LAGHMAN, Afghanistan – At seven thirty in the morning, many soldiers are working out, some may still be asleep, however, on Dec. 6, 2013, a group of soldiers and civilians came together for fellowship at Forward Operating Base Gamberi’s dining facility.
The 4th Brigade Combat Team, 10th Mountain Division’s Chaplain Office hosted a prayer breakfast. “The character of a leader” was the event’s focal topic.
“Character is the foundational building block for good leadership, because it’s with good positive character that you build trust and gain a positive influence over the people you serve with,” said Maj. Ned Bartlebaugh, chaplain, brigade chaplain, 4th BCT, 10th Mtn. Div.

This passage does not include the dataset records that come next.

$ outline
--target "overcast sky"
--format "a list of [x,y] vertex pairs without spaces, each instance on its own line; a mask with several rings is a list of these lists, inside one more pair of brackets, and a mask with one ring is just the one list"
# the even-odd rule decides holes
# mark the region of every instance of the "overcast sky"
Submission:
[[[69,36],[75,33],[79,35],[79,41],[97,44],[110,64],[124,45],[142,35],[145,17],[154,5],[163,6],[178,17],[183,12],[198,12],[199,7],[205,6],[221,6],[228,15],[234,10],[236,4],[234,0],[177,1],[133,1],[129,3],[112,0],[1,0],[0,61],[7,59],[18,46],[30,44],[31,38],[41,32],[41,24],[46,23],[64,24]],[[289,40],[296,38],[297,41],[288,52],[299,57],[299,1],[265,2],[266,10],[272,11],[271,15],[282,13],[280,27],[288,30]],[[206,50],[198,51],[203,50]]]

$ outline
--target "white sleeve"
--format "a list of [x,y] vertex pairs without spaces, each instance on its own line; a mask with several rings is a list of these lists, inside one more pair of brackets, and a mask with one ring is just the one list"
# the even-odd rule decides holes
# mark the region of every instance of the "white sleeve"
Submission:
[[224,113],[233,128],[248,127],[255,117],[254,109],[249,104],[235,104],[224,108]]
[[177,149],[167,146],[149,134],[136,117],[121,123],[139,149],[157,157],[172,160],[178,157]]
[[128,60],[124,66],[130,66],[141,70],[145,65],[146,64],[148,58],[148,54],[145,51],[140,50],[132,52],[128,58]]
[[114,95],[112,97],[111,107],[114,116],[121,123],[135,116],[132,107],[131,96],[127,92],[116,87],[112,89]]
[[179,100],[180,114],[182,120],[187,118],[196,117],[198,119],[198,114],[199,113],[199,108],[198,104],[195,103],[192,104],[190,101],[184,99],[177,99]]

The event officially began with Sgt. Maj. Brian Harmon, brigade combat team operations sergeant major, delivering a prayer for the 4th BCT, 10th Mtn. Div. soldiers and Chief Warrant Officer 4 Cecil Hughes offering a separate prayer for the families supporting [deployed soldiers] at Fort Polk, La.
The BCT commander and senior enlisted adviser and their subordinate battalion command teams were all present for the prayer breakfast.
“We’ve been deployed for about three to four months, so we’re in that middle mark,” said Bartlebaugh. “We have Christmas coming up and I felt like we needed to do something different that would take us from the daily grind but allow us to focus on something that would help us complete our mission.”
The 101st Jazz Trio performed during the welcoming portion of the event, followed by Spc. Richard Anderson, 4th BCT, 10th Mtn. Div., who sang two Christian songs.
One senior noncommissioned officer in attendance thought the event’s topic was fitting.
“At this point in a deployment… soldiers start missing their families and that’s when things that shouldn’t happen sometimes do,” said Master Sgt. Ronnie Rooks, food service adviser, 4th BCT, 10th Mtn. Div. “So I think it’ s a message we all needed [in order] to give us that extra push to make it back home.”
Bartlebaugh chose this topic for a very specific reason.
“Each individual’s character, from private to general, has an impact and reflection on the unit as a whole,” said Bartlebaugh. “Everybody that’s here is a leader and we ought to be leaders of character in our homes, in the workplace or in the community, preferably all three.”
Fitting the chaplain’s focus of character extending past the gates of the Army, Rook’s definition of character is more about the person and less about the occupation.
“Character tells you who I am,” said Rooks. “It lets you know what I stand for, what I’m willing to accept, and what I’m willing to do and it’s something I won’t sacrifice.”